Evolutionary Game Theory - Models

Models

It is important to realize that EGT is not just a specialist mathematical treatment of animal contests to determine their dynamics and results, but in a manner similar to the field of Evolutionary Algorithms, it is a comprehensive model that encompasses the Darwinian process itself – including the central tenets of competition (the game) natural selection (replicator dynamics) and heredity - all within the overall model. Therefore it is a major vehicle to help understand and explain some of the most fundamental questions in biology including the issue of group selection, sexual selection, altruism, parental care, co evolution, and ecological dynamics. Much of the progress in developing understanding in these diverse areas has been aided by Evolutionary Game Theory modelling and many of the counter intuitive situations in these areas have been explained and put on a firm mathematical footing by the use of these models.

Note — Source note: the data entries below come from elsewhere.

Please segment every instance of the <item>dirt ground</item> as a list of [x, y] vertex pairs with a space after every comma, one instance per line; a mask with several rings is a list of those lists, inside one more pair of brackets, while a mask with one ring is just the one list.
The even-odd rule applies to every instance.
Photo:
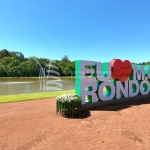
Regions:
[[150, 150], [150, 99], [56, 115], [55, 99], [0, 105], [0, 150]]

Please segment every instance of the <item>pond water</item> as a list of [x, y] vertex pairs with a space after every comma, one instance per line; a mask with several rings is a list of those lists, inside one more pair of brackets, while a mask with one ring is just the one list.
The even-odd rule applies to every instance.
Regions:
[[[75, 78], [61, 78], [62, 90], [74, 90]], [[57, 86], [57, 85], [56, 85]], [[0, 95], [51, 92], [56, 89], [47, 91], [40, 88], [39, 78], [0, 78]]]

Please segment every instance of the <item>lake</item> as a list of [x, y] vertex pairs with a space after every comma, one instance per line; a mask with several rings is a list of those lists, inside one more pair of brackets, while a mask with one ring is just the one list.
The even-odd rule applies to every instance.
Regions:
[[[0, 78], [0, 95], [25, 94], [45, 92], [41, 90], [39, 78]], [[59, 84], [62, 84], [63, 90], [75, 89], [75, 78], [61, 78]], [[56, 85], [57, 86], [57, 85]], [[51, 86], [50, 86], [51, 87]], [[49, 89], [46, 92], [56, 91]]]

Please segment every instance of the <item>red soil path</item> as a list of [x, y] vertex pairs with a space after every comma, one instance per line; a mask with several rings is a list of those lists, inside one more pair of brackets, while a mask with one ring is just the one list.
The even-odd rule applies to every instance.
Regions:
[[150, 99], [56, 115], [55, 99], [0, 105], [0, 150], [150, 150]]

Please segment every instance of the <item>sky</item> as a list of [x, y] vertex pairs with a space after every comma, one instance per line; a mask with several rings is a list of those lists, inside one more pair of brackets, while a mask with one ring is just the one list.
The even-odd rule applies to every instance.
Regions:
[[150, 0], [1, 0], [0, 50], [71, 61], [150, 61]]

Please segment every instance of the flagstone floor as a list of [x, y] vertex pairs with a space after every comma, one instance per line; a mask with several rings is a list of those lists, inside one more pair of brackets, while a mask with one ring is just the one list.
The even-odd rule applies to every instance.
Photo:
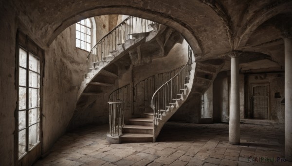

The common methodology to study the evolutionary dynamics in games is through replicator equations. These replicator equations in the context of evolutionary biology shows the growth rate of the proportion of organisms using a certain strategy and that rate is equal to the difference between the average payoff of that strategy and the average payoff of the population as a whole. Continuous replicator equations assume infinite populations, continuous time, complete mixing and that strategies breed true. The attractors (stable fixed points) of the equations are equivalent with evolutionarily stable states. A strategy which can survive all "mutant" strategies is considered evolutionary stable. In the context of animal behavior, this usually means such strategies are programmed and heavily influenced by genetics, thus making any player or organism's strategy determined by these biological factors.